Tuesday,21 November, 2017
Current issue | Issue 1353, (20 - 26 July 2017)
Tuesday,21 November, 2017
Issue 1353, (20 - 26 July 2017)

Ahram Weekly

Positive signs on reform

Egypt’s economic reforms are paying off, though this may not yet be apparent to all on the ground, writes Nesma Nowar

Positive signs on reform
Positive signs on reform

In a broadly encouraging sign regarding Egypt’s commitment to economic reform, the International Monetary Fund (IMF) agreed last week to disburse the second tranche of $1.25 billion of the country’s $12 billion loan. The decision came after the IMF had completed its first review of Egypt’s economic reform programme. 

IMF Managing Director Christine Lagarde congratulated Egypt for its “success in pursuing its ambitious economic reform programme”. She said that the Egyptian government and Central Bank (CBE) had taken the right measures to rein in inflation, reduce the budget deficit, and set the economy on a path to stability and growth.  

Despite subsidy cuts resulting in unprecedented price hikes and a 30 per cent inflation rate, the government is pointing to improvements in the economy, saying that the economic reforms are paying off. 

Minister of Planning Hala Al-Said said that the third quarter of the 2016/2017 fiscal year had seen a significant increase in the growth rate to reach 4.3 per cent, compared to 3.6 per cent in the same quarter of 2015/2016.

The growth was driven by the tourism, building and construction, transportation, and communication sectors, among others, Al-Said said. “The most important thing is that this growth was not driven by consumption, but by an increase in investment rates and positive net foreign trade,” Al-Said said during a meeting with journalists on Saturday. 

She said that investments had increased by 36 per cent in the third quarter and that the unemployment rate had fallen to 12 per cent from 12.7 per cent in the same quarter last year. “This proves that the growth was driven by an increase in investment,” she said.   

Al-Said added that indications showed that the fourth quarter was moving in the same positive direction, saying that the country’s GDP growth rate would not fall below four per cent in 2016/2017.

A smaller budget deficit is also expected, with Al-Said saying that the initial deficit for 2016/2017 would hover at 10.5 per cent of GDP, compared to 12.5 per cent in 2015/2016. 

After its first review, the IMF revised the estimates it made in November last year when Egypt signed the loan deal.
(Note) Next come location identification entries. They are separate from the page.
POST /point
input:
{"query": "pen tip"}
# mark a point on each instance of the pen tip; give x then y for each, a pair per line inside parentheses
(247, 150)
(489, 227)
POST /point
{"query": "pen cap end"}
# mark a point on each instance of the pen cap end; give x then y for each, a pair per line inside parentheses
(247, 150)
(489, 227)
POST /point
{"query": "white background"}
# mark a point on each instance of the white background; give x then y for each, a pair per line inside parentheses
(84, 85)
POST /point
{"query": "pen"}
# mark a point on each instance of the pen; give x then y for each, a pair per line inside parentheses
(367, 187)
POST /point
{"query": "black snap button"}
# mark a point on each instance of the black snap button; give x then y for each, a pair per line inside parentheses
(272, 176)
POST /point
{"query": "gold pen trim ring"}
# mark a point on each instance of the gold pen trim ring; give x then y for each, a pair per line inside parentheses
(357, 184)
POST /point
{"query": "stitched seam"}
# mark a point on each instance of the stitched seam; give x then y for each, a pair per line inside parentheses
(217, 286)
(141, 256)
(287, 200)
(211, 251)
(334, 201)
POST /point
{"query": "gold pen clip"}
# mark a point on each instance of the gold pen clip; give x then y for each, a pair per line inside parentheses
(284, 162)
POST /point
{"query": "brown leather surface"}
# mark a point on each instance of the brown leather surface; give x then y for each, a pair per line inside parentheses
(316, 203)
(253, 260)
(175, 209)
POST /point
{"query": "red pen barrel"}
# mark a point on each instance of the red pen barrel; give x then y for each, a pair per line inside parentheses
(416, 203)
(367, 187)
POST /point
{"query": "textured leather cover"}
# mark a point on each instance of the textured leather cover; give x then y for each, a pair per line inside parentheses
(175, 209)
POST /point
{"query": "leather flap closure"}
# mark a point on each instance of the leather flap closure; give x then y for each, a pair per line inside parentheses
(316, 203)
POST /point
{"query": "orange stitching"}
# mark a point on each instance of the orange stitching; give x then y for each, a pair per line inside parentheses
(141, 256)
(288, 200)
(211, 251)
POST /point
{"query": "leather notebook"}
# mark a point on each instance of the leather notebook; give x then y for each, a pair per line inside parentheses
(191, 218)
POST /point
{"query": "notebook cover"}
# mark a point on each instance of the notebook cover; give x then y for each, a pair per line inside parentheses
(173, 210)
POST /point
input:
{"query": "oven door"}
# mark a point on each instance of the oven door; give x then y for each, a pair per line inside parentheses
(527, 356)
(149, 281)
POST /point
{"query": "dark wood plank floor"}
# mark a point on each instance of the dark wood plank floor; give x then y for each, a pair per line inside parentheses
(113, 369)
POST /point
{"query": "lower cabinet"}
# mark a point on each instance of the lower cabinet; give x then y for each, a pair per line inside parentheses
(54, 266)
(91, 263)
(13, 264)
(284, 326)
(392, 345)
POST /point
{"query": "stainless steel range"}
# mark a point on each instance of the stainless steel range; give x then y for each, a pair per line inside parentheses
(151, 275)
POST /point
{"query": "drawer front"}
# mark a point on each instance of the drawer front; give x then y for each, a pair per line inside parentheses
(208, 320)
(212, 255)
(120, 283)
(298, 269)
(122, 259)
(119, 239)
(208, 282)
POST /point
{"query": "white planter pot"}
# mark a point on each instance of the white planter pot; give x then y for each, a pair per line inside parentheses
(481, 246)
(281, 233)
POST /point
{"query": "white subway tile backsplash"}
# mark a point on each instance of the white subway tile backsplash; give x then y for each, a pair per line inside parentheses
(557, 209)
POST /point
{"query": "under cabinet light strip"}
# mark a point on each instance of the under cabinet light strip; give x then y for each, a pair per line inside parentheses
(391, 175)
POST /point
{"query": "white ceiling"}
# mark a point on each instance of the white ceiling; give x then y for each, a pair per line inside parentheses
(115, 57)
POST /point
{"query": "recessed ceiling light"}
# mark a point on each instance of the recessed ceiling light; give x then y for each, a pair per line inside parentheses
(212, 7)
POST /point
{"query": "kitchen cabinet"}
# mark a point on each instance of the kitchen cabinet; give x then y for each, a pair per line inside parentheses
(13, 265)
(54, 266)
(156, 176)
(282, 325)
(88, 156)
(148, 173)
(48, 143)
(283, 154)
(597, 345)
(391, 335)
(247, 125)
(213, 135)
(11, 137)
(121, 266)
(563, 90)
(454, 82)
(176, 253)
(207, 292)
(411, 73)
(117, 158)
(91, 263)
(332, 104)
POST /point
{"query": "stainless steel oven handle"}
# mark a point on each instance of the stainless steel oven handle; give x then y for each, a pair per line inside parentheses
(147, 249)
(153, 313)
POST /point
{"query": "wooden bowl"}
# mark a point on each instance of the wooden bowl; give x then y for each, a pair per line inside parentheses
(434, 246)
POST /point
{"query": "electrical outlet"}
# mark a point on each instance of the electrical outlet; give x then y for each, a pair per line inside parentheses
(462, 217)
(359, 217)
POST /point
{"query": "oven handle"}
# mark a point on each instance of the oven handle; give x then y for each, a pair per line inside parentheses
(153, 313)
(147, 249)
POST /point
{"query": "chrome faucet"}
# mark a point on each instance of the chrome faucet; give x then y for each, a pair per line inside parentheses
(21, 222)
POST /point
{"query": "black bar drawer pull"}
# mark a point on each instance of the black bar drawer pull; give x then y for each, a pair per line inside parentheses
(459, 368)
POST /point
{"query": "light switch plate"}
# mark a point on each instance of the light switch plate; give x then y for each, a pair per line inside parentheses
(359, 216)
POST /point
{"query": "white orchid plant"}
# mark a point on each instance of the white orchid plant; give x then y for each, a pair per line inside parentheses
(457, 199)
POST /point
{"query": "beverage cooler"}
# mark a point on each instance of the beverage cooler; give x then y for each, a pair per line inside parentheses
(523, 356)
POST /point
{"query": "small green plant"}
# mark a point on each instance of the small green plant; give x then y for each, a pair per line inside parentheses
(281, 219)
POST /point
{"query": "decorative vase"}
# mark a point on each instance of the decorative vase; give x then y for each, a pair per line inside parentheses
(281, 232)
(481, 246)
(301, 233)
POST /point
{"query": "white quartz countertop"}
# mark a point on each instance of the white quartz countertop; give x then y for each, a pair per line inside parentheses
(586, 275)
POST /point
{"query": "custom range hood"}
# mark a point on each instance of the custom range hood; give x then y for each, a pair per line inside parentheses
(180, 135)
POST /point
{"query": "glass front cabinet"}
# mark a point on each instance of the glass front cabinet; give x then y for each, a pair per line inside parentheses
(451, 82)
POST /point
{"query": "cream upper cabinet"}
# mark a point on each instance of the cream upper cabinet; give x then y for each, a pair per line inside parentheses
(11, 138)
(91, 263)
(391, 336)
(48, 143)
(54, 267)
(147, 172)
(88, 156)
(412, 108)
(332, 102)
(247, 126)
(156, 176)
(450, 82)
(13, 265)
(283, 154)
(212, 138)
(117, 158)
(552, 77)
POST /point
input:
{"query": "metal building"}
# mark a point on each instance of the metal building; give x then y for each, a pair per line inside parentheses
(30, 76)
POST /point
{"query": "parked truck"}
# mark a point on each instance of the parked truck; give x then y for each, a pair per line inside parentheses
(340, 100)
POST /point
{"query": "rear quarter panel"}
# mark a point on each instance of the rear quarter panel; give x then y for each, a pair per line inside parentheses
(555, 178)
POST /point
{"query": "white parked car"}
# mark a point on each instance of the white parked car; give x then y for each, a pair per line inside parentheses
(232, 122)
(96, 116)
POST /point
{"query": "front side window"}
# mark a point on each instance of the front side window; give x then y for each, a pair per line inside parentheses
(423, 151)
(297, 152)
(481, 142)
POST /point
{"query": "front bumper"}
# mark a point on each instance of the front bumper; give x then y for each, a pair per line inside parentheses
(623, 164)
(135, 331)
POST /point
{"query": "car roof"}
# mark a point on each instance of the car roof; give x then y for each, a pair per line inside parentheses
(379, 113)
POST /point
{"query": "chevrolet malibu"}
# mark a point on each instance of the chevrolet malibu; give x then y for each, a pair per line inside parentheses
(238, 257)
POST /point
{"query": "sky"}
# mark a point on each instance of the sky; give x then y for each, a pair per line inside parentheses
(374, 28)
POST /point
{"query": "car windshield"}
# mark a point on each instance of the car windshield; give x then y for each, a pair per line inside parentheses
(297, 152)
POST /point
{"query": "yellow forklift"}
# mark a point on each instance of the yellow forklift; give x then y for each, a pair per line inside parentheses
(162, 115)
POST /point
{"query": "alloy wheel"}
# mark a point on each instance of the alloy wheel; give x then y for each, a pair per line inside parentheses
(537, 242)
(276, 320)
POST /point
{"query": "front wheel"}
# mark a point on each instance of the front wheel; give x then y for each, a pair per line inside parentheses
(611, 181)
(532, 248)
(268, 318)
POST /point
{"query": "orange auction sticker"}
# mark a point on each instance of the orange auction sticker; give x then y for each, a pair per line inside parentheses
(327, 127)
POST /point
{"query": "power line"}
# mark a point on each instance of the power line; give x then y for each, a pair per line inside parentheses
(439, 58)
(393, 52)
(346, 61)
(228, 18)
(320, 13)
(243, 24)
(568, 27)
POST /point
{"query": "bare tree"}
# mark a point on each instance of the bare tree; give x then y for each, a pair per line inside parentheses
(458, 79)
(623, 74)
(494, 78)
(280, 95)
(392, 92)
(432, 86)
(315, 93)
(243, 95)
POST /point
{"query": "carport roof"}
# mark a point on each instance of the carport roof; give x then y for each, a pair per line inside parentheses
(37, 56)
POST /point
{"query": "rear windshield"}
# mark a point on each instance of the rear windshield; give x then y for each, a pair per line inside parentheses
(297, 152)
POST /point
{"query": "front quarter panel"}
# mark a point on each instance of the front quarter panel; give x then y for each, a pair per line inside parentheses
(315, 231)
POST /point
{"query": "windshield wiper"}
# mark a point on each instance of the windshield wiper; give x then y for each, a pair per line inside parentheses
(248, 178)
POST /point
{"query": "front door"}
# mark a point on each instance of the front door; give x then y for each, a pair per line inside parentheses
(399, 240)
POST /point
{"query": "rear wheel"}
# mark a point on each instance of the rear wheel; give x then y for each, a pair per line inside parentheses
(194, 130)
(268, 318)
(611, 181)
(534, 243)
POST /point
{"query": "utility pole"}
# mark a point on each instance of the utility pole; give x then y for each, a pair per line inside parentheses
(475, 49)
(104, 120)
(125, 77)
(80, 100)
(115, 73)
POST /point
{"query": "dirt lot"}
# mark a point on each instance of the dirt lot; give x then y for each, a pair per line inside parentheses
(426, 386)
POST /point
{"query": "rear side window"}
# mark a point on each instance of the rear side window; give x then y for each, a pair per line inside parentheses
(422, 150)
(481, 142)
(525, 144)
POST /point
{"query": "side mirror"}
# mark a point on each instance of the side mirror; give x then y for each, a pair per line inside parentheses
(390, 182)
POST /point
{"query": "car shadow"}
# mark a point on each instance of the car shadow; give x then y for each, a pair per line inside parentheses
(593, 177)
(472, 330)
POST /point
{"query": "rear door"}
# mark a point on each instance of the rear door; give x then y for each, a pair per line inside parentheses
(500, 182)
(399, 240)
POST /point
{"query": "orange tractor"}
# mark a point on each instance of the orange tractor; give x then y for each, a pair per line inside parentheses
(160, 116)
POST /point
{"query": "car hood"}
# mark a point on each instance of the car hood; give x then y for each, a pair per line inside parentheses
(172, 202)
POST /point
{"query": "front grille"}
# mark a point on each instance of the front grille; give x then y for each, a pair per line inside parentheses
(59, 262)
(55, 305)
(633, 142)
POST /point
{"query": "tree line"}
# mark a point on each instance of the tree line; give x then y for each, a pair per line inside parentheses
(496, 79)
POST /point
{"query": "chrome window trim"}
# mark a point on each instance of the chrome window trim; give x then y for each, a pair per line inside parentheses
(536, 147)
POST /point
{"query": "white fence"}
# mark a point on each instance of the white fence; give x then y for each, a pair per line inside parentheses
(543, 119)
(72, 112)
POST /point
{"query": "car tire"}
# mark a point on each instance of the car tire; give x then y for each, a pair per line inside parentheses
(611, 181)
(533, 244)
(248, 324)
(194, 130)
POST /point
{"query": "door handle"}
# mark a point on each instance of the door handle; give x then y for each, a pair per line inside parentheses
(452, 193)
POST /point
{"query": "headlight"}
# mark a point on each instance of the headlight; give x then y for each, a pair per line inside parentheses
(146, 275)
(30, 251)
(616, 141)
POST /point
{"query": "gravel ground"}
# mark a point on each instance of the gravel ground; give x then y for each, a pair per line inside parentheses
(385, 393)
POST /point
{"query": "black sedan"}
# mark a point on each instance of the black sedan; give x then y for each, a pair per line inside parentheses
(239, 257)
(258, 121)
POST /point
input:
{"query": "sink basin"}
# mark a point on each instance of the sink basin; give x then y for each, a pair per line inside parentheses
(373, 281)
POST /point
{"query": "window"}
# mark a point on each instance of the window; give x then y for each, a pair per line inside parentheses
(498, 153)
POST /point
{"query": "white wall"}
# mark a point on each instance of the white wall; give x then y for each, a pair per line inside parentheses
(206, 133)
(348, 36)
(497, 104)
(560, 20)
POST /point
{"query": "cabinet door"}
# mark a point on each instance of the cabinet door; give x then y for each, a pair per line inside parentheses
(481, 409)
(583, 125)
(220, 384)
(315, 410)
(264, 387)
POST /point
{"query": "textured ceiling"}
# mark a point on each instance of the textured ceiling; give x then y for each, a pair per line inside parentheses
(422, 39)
It reduced its estimate for growth in 2017/2018 from 4.8 per cent to 4.5 per cent, in line with the government’s estimates of 4.6 per cent. 

Meanwhile, the IMF expected inflation to fall to 10.3 per cent by the end of 2107/2018, down from its November’s forecast of 11.1 per cent. 

It has also downgraded its estimate for total government debt to 87.7 per cent of GDP, compared to the previous forecast of 89.1 per cent, but it nearly doubled its estimate for government foreign debt to 19.1 per cent, compared to 8.9 per cent. 

Despite its negative impact on prices, the CBE’s decision to float the Egyptian pound in November has had a positive effect on the macroeconomic front, according to a recent report from Arabia Monitor, a London-based research group.

“Since Egypt floated its currency and hiked interest rates, foreign currency has returned into the banking system, and Egypt has succeeded in attracting large amounts of portfolio investment,” Florence Eid-Oakden, chief economist at Arabia Monitor, said in the report.

Since the floatation, foreign investment in government securities had reached $5.7 billion, against pre-float levels of $100 million, the report showed. Other commentators have recently put the figure at $7 billion.

Egypt’s foreign reserves have also been increasing since the floatation. Boosted by two Eurobond offerings, the foreign reserves reached $31 billion in May, from $28.6 billion in April, the highest since March 2011 when they stood at $36 billion, the report said.

It added that Egypt’s equity market had also advanced, with the country’s main EGX30 index increasing by 76 per cent year-on-year to 13,684 on 8 June, an all-time high. The EGX30 was at a one-year low of 8,524 on 11 November 2016. 

“The next big step is attracting more investment to Egypt. The new investment law ratified on 2 June is designed to lure foreign investors back,” Eid-Oakden said.

Foreign direct investment in Egypt jumped 39 per cent in the first half of the current fiscal year to reach $4.3 billion, compared to $3.1 billion in the same period the previous year, the report showed.

Egypt’s economic reforms were also praised by international ratings agency Fitch, which said in a report last week that the country’s new budget and lower electricity and fuel subsidies had demonstrated a continued commitment to fiscal consolidation and economic reform, supporting its sovereign credit profile. 

Despite these reports about improvements in the economic situation, however, improvements may not be felt on the ground, and many people are suffering from skyrocketing prices across the board as a result of the floatation and subsidy cuts.

However, Al-Said said that no economic reforms could take place without a price to be paid, adding that people would see the fruit of the government’s economic reform programme when they saw the jobs that would be created and other improvements.

“People will feel the improvements quarter by quarter,” Al-Said said.